In the era of Classical Greece, creativity was viewed as coming from one of nine muses. Some Greeks were in touch with one or more muses, others were not. The Greeks celebrated those who were connected with muses, placing these artists among those on the highest tier of society. We know today that disembodied gods are not driving creativity, creators themselves are, but can’t we continue to value them as a group apart?

I’ve gone on this rant before, but I’m inspired to do so again because I’ve learned of an upcoming documentary that appears as if it will be repeating the meme that modern technology has made us all “creators,” and thus all peers in creativity.

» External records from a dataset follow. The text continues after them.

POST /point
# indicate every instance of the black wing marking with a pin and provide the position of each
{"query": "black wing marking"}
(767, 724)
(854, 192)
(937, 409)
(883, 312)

Jaron Lanier attacks this meme in a roundabout way in “You Are Not a Gadget,” but let me say in the strongest possible terms that creativity does not stem from technology, it stems from the creative mind.

The documentary is going to be called “Press Pause Play,” and is described on a web site as “A Film About the Change in Production, Distribution & Consumption of Creative Works.” That’s a documentary I’d want to watch. For fifteen years now I’ve been tracking the changes in production, distribution and consumption of creative works. The changes vary among creative pursuits, but they are all profound. Many are of great benefit to creators, while others have them consuming time they could be using to create to instead build a “platform” or track the digital actions of those who disvalue their gifts by taking from them.

It appears the filmmakers are interviewing a lot of informed, intelligent and interesting individuals. I agree completely with many of the comments by interviewees in their trailer, such as the empowerment of individual creators from technology and the challenge of competing against, essentially, an infinite backlist of true creative works. But the trailer also suggests the filmmakers’ bias, their inclination to the “we are all creators in the 21st Century” meme. For example, they quote Andrew Keen, author of “The Cult of the Amateur,” but incompletely.

They have him saying this: “Everyone thinks they have a novel in them. Everyone thinks they can make a movie. Everyone thinks they can write a song.” What they don’t show — and what I’m 100% positive he then said — is him saying that not everyone can write a great novel, not everyone can make a compelling movie, not everyone can write a moving song.

I don’t know anything about the folks behind the documentary. They don’t appear to list their names on the web site. The film is being funded by Ericsson, a maker of mobile devices that can display many types of creative content.

The filmmakers didn’t ask this artist advocate for his opinion, but here goes. Technology is revolutionizing the way artists and creators operate. As I wrote recently, we now have a 21st Century Hybrid Artist. The hybrid artist embraces every tool to advance her creativity and to share that creativity with the world (on her terms). But her art itself predates all technology.

Look at the videos in our Creators Across America series. Every artist we interview discusses how they’ve embraced technology, and every artist discusses how they follow their own muse. Bevin Carnes is a gifted computer animator. Obviously her tool of expression can’t exist without computers. Yet her art — visual arts — has existed from the very beginning, from the first cave dweller who drew in the dirt with a stick.

We revere great scientific minds like Stephen Hawking. But my ability to download software programs that can crunch complicated mathematical formulas does not mean I’m going to crack a tough nut that Hawking himself hasn’t cracked, such as the Theory of Everything. Why can I not simply be another Hawking? Because Hawking thinks in creative ways — he follows those meandering blue highways — that I cannot. I accept that, and I think most others accept that they can’t think like Stephen Hawking can.

So why can’t we accept that true artists and creators, regardless of their level of commercial success, think in different ways? Why can’t we celebrate their genius?